Shauna Niequist has sold 1.3 million copies of such books as Bittersweet (2010) and Present over Perfect (2016), which dealt with seasons of change, healing from trauma and grief, and overcoming life’s hurdles. Now, the author is returning to familiar ground, but with a deeper sense of personal pain in her sixth trade book, I Guess I Haven’t Learned That Yet (Zondervan, April 12). Her latest title digs into overcoming change, particularly related to her father, former megachurch pastor Bill Hybels, a cross-country move, ongoing health problems, and the stress of raising children during a pandemic in an 825 square foot apartment.
“I’m in this funny place in my life where I just keep saying over and over, ‘I guess I haven’t learned that yet,’” Niequist tells PW. It’s what she told herself each time she faced a new challenge, and it helped rid her of the pressure of expectations. “The only way I could get started on this book was to walk through it as a learner and a listener with curiosity,” she says.
The main source of trauma for Niequist is what she describes as a “cataclysmic shift.” In 2018, a number of women affiliated with her father’s Chicago-based Willow Creek Community Church accused him of sexual misconduct. However, Niequist’s book doesn’t discuss the controversy around Hybels—in fact, there is no mention of the allegations against her father by name or the resulting investigation. Rather, Niequist focuses on her own story.
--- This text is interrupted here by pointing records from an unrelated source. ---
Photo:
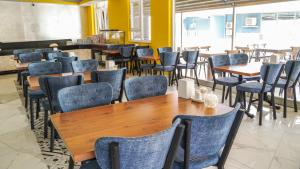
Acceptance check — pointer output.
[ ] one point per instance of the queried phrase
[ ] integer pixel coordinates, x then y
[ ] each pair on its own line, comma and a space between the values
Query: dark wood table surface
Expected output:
80, 129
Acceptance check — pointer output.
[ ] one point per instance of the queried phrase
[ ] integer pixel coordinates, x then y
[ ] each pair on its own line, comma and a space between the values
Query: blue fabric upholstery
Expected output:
66, 63
253, 87
148, 152
85, 65
164, 49
30, 57
236, 59
274, 72
44, 68
148, 86
208, 137
57, 83
55, 54
84, 96
114, 77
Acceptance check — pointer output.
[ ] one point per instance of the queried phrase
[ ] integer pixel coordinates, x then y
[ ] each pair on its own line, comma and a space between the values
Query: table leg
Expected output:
71, 163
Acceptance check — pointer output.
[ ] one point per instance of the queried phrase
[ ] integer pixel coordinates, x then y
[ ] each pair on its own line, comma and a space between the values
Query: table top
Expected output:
34, 80
249, 69
80, 129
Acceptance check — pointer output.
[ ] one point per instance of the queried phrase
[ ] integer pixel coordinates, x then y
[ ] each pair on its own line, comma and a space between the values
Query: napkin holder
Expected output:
186, 88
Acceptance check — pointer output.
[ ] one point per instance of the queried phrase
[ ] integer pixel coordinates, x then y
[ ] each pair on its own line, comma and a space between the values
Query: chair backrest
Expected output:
30, 57
144, 52
66, 63
44, 68
114, 77
148, 152
270, 73
127, 51
210, 134
148, 86
85, 65
169, 58
190, 57
292, 69
54, 84
55, 54
84, 96
236, 59
164, 49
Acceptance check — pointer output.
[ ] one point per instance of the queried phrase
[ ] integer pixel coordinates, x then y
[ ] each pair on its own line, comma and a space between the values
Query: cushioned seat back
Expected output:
148, 152
272, 75
148, 86
236, 59
84, 96
209, 133
114, 77
44, 68
144, 52
85, 65
30, 57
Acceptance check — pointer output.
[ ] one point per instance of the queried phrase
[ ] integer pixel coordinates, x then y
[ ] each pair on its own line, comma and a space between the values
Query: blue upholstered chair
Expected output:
190, 58
292, 70
66, 63
56, 54
208, 140
140, 62
115, 78
85, 96
168, 64
85, 65
164, 49
38, 69
147, 86
236, 59
270, 74
30, 57
52, 85
230, 82
148, 152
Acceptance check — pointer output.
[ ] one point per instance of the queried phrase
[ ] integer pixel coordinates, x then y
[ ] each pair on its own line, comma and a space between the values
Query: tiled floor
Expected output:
275, 145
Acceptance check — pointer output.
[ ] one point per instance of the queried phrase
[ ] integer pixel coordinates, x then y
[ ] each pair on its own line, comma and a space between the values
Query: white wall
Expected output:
23, 22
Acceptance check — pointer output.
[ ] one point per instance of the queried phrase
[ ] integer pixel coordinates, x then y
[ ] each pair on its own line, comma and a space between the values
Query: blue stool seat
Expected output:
228, 81
90, 165
183, 66
282, 82
166, 68
36, 94
253, 87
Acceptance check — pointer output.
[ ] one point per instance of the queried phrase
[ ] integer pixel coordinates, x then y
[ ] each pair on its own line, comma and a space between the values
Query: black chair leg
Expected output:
273, 105
31, 113
46, 124
284, 103
295, 100
223, 94
51, 138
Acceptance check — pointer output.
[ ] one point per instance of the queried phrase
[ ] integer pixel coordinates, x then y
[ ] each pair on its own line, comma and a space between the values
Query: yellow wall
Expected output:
161, 20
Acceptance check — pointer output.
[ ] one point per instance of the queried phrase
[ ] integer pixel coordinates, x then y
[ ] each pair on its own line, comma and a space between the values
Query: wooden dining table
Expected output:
34, 80
80, 129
In late 2018, Niequist, her husband Aaron and their sons Henry and Mac left behind their close-knit community of family and friends in the Chicago suburbs to move to New York City, where Niequist and Aaron enrolled in a MA program at General Theological Seminary. “It was a really dramatic shift we encountered,” Niequist says of the move. One of the first challenges she faced was enrolling her children in school. Back home, the strong sense of community made her feel safe; she knew exactly where her children would be and who they’d be with. In their new school, the process felt abrupt and impersonal—all that was required was a birth certificate to get them set up the next day. “That felt like our first big hurdle, like we’re living on a different planet,” she says. It made her realize that there would be a lot of stark differences in her new life.
Another shift she experienced was in her faith practice. “I grew up in a non-denominational Christian church in the Midwest. It was a church that my parents started—so I was used to being right at the center of it,” she says. When she made the move to New York City, she joined a much smaller church. Though it took some getting used to, she’s found joy in taking on a new role. “All of a sudden I have the tremendous luxury of getting to be a parishioner and a normal attendee,” she says.
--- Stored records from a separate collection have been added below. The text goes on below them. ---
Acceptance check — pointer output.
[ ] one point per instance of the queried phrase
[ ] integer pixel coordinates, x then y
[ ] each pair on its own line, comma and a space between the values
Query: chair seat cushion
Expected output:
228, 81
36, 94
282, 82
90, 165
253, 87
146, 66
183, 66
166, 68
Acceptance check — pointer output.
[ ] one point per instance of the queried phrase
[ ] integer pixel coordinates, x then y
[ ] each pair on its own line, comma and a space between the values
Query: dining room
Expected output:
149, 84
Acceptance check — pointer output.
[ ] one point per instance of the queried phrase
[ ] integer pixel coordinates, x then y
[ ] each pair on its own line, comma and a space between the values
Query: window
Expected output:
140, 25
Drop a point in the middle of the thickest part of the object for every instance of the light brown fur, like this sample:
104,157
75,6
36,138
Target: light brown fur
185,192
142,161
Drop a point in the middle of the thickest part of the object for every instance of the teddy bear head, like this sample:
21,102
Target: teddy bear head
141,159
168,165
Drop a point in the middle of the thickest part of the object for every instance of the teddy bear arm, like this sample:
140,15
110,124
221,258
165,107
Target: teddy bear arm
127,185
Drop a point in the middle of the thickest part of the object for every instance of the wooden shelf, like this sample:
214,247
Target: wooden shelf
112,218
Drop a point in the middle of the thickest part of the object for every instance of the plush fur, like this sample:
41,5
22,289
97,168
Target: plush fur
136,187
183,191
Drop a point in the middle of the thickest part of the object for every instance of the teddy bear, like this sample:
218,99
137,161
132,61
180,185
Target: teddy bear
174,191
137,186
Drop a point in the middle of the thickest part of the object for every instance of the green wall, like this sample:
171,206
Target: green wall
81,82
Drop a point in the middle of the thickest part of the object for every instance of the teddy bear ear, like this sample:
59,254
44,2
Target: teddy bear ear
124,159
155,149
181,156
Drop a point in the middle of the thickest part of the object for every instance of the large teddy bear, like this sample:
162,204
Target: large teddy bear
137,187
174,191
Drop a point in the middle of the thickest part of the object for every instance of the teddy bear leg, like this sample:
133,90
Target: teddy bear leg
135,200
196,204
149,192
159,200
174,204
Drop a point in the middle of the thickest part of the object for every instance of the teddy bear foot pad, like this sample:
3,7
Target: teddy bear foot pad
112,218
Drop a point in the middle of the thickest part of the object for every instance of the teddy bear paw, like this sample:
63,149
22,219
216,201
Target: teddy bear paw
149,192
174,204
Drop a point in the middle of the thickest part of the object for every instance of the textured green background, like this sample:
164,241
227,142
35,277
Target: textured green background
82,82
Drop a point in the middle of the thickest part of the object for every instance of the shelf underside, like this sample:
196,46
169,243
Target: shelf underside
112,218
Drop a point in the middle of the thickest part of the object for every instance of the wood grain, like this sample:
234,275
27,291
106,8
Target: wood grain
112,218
Though there have been bright spots, the upheaval took its toll. “The most challenging thing has been the compounding changes and traumas,” she says. Not long after she arrived in New York, Niequist found out she was going through early menopause. Soon after, the pandemic hit, and her children were no longer able to attend school. She was also facing chronic pain. "It felt like whack-a-mole, once you get one thing sort of almost stabilized or you learn how to handle that, then there’s something new,” she says. Soldiering on through the deluge of challenges gave her “resilience fatigue.”
Carolyn McCready, executive editor at Zondervan who worked on several of Niequist’s past works, notes that though I Guess I Haven’t Learned That Yet was born out of pain, it’s not just “a slog through the land of disappointment.” Through the editing process, she found Niequist’s faith life and spiritual outlook to deepen, adding: “There are really beautiful sparks of joy in the book.”
If readers take one message away from her new book, Niequist hopes that it is: “You’re not alone.” And she’s careful to say that this work is not prescriptive. “I’m not writing as an expert, a guide, or a pastor, but a fellow traveler, holding out my hand so that we can walk together,” she says.
Niequist will be doing major press appearances, along with a book event at the 92nd Street Y in NYC with Savannah Guthrie on May 4, as well as an event in Nashville in April, according to the publisher.